O filósofo e
o cantador
Yara Frateschi - Hobbes: a instituição do Estado
- In: Filósofos na sala de aula - Org. Vinicius de Figueiredo
(Berlendis editores, 2007)
- In: Filósofos na sala de aula - Org. Vinicius de Figueiredo
(Berlendis editores, 2007)
Patativa do Assaré - Cante lá que eu canto cá
(Editora Vozes, 2012)
(Editora Vozes, 2012)
O ponto de
partida da filosofia de Thomas Hobbes se baseia no fato de que nada
pode ser pior do que a guerra. Com efeito, para ele a guerra impede
o trabalho, o cultivo da terra, o comércio, o desenvolvimento técnico, o
conhecimento e as manifestações artísticas. A guerra destrói os laços de
sociabilidade, torna os homens desconfiados, cada um temendo todos os outros,
sempre na expectativa de que alguém vá roubar os seus bens, saquear a sua
propriedade, tirar a sua vida. Em tais circunstâncias todo homem é inimigo de
todo homem.
A partir
dessa contestação, Hobbes deduz que a guerra jamais poderá ser benéfica
para os homens. A sua filosofia tem a intenção de mostrar de que modo os
homens devem se organizar politicamente a fim de estabelecer a paz. Antes de
tudo é necessário investigar as razões que levam os homens ao conflito, afirma
Hobbes.
Como conhecer
o que causa uma guerra? O que faz os homens se comportarem de modo cruelmente
belicosos uns em relação aos outros? Primeiro essa pergunta deve ser respondida
para que se possa construir a paz. Para Hobbes, a guerra é o resultado
da soma de dois fatores: a natureza humana e a fraqueza do Estado. Por
tendência natural nós buscamos realizar o próprio bem e agimos motivados pelos
nossos próprios interesses.
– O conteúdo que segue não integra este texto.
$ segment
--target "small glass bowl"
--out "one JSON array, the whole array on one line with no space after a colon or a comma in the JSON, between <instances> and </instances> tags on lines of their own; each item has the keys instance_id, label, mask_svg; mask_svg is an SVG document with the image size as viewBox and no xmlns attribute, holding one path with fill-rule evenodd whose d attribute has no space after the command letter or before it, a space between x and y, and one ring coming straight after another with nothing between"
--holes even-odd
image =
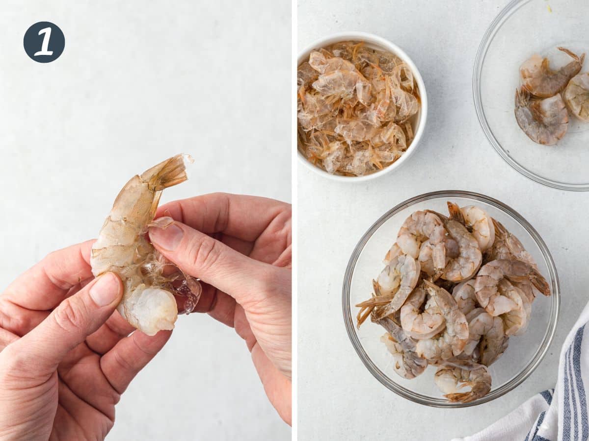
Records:
<instances>
[{"instance_id":1,"label":"small glass bowl","mask_svg":"<svg viewBox=\"0 0 589 441\"><path fill-rule=\"evenodd\" d=\"M434 382L435 366L428 366L412 380L399 376L393 369L393 358L380 337L384 328L367 320L356 327L358 308L355 306L370 298L372 280L382 269L382 259L392 245L405 220L414 211L429 209L447 212L446 201L461 206L481 207L499 220L521 241L538 264L550 286L552 295L537 296L527 330L511 337L509 347L489 368L492 379L491 391L470 403L447 401ZM546 245L534 228L519 214L502 202L483 195L465 191L445 191L426 193L397 205L380 217L360 239L346 269L342 303L343 319L352 344L362 362L383 385L416 403L438 407L476 406L500 397L519 385L544 358L556 330L560 293L556 268Z\"/></svg>"},{"instance_id":2,"label":"small glass bowl","mask_svg":"<svg viewBox=\"0 0 589 441\"><path fill-rule=\"evenodd\" d=\"M534 54L547 56L553 68L571 61L557 46L589 55L587 16L587 0L514 0L491 24L475 59L475 107L489 142L524 176L561 190L589 191L589 122L570 114L556 145L537 144L515 121L515 89L519 66ZM586 59L581 72L588 71Z\"/></svg>"}]
</instances>

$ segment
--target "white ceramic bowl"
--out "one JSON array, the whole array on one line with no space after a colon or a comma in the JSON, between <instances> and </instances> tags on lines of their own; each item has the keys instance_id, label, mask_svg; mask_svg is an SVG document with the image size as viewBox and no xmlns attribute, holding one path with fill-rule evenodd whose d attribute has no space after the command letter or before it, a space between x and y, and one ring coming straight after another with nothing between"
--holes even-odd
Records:
<instances>
[{"instance_id":1,"label":"white ceramic bowl","mask_svg":"<svg viewBox=\"0 0 589 441\"><path fill-rule=\"evenodd\" d=\"M338 34L334 34L331 35L323 37L323 38L320 38L316 41L314 41L312 44L309 45L299 52L299 58L297 60L297 66L300 65L301 63L305 61L308 61L309 55L311 53L311 51L313 49L325 48L326 46L329 46L329 45L334 43L337 43L339 41L349 41L352 40L363 41L366 44L367 46L370 48L381 51L386 51L387 52L394 54L406 63L407 65L411 68L411 72L413 73L413 78L417 82L417 86L419 89L419 98L421 100L421 105L420 106L419 111L417 113L416 123L415 124L415 126L413 127L413 131L415 132L415 136L413 138L413 141L411 142L411 144L407 148L407 150L405 151L405 153L403 153L401 158L395 161L395 162L389 165L388 167L385 167L382 170L379 170L379 171L370 175L360 176L342 176L340 175L331 175L323 169L319 168L319 167L312 164L307 161L306 158L303 156L300 151L297 151L299 161L303 163L305 167L310 169L315 173L321 175L322 176L326 176L326 178L329 178L331 179L333 179L334 181L339 181L346 182L358 182L373 179L378 176L391 173L393 170L396 170L401 165L405 163L409 159L409 156L411 156L411 155L413 154L413 152L415 151L418 145L419 144L419 141L421 140L421 136L423 133L423 130L425 128L425 121L427 119L428 115L428 95L425 91L425 85L423 83L423 79L421 78L421 74L419 74L419 71L418 70L417 66L415 66L411 59L409 58L407 54L405 54L401 48L398 46L396 45L393 44L388 40L382 37L379 37L378 35L375 35L373 34L369 34L368 32L339 32Z\"/></svg>"}]
</instances>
Toda ação voluntária é feita visando à obtenção de
algum beneficio para quem age.
Em uma
situação em que não há um poder comum capaz de estabelecer limites para a ação
e garantir a preservação da vida e dos bens de cada um, a solução dos conflitos
tende a se dar, não de modo pacífico, mas belicoso, já que todos os
homens naturalmente fazem tudo o que está ao seu alcance para preservar e
satisfazer os seus desejos, mesmo que isso custe o benefício, a vida ou os
desejos dos outros.
Por aqui se
vê que, para Hobbes, a única maneira de evitar a guerra será estabelecer um
poder bastante forte para impor limites às ações e evitar que as desavenças
sejam resolvidas pela violência. Muitos contemporâneos e sucessores de Hobbes o
criticaram duramente por dizer que os homens agem em nome do seu próprio
benefício e tendem naturalmente à guerra e não à associação.
O CANTADOR
Muitas
centenas de anos depois, em algum lugar do sertão cearense, Antonio Gonçalves
da Silva, poeta popular, nascido na Serra do Santana, interpretou as desgraças
da guerra de outro modo, mas com a mesma consistência social. Como o filósofo
Hobbes, o poeta Antonio Gonçalves sabe que a guerra rouba o bem estar coletivo,
transforma os sonhos em pó, os projetos de vida, atingindo sem distinção os
jovens e os idosos.
Só desgraças traz a guerra
Defendemos, pois, a paz.
Deve a paz sempre reinar
Em todo e qualquer sentido
Pois a guerra nos tem sido
A causadora do azar;
Rouba nosso bem estar
E o nosso sonho desfaz
Chora o ancião e o rapaz
Na hora que o canhão berra
Só desgraças traz a guerra
Defendemos, pois, a paz.
As mesmas desgraças que Hobbes registra ao impedir o cultivo da terra, prejudicar e paralisar o comércio, afetar seriamente – apesar dos “progressos" que, dizem, a guerra traz - afetar o desenvolvimento técnico, por fim, alterar as manifestações artísticas, uma vez que a temática se volta inexorável para o tema.
A paz é um bem comum
Que nos enche de prazer
Deve sempre florescer
No peito de cada um
Da guerra o triste zum-zum
É obra de Satanás
O vil inimigo audaz
Tudo destrói tudo aterra
Só desgraças traz a guerra
Defendemos, pois, a paz.
Por ser poeta, por ter uma previsão do mundo diferente dos demais, Antonio Gonçalves também há de lutar com moinhos de vento para ressaltar os malefícios que a guerra traz a uma simples amizade entre vizinhos, visto que a guerra destrói os laços de sociabilidade, torna os homens desconfiados, cada um temendo todos os outros, sempre na expectativa de que alguém vá roubar os seus bens, saquear a sua propriedade, tirar a sua vida.
A paz é a salvação
A vida e a felicidade
A guerra é a barbaridade
O luto a dor a aflição
A miséria e a traição
Como seu instinto mordaz;
Portanto a todos apraz
Implantar a paz na terra
Só desgraças traz a guerra
Defendemos, pois, a paz.
Em tais circunstâncias todo homem é inimigo de todo home – diz Hobbes. Hermann Hesse também, Anatole France, Thomas Mann também e inúmeros outros escritores e pensadores. Mas como convencer os políticos, militares e empresários que a guerra só traz desgraças? Voltemos ao sertão, à ilha deserta, aos oásis do Saara ou ao Sítio do Jenipapo, porque só nesses lugares teremos paz...
Fui certa noite cantar
No Sítio do Jenipapo
E ouvi lá um bate papo
Que me fez admirar;
Dizia à luz do luar
O velho Juca Tomaz:
Desde o vale até a serra
Só desgraças traz a guerra
Defendemos, pois, a paz.
1973.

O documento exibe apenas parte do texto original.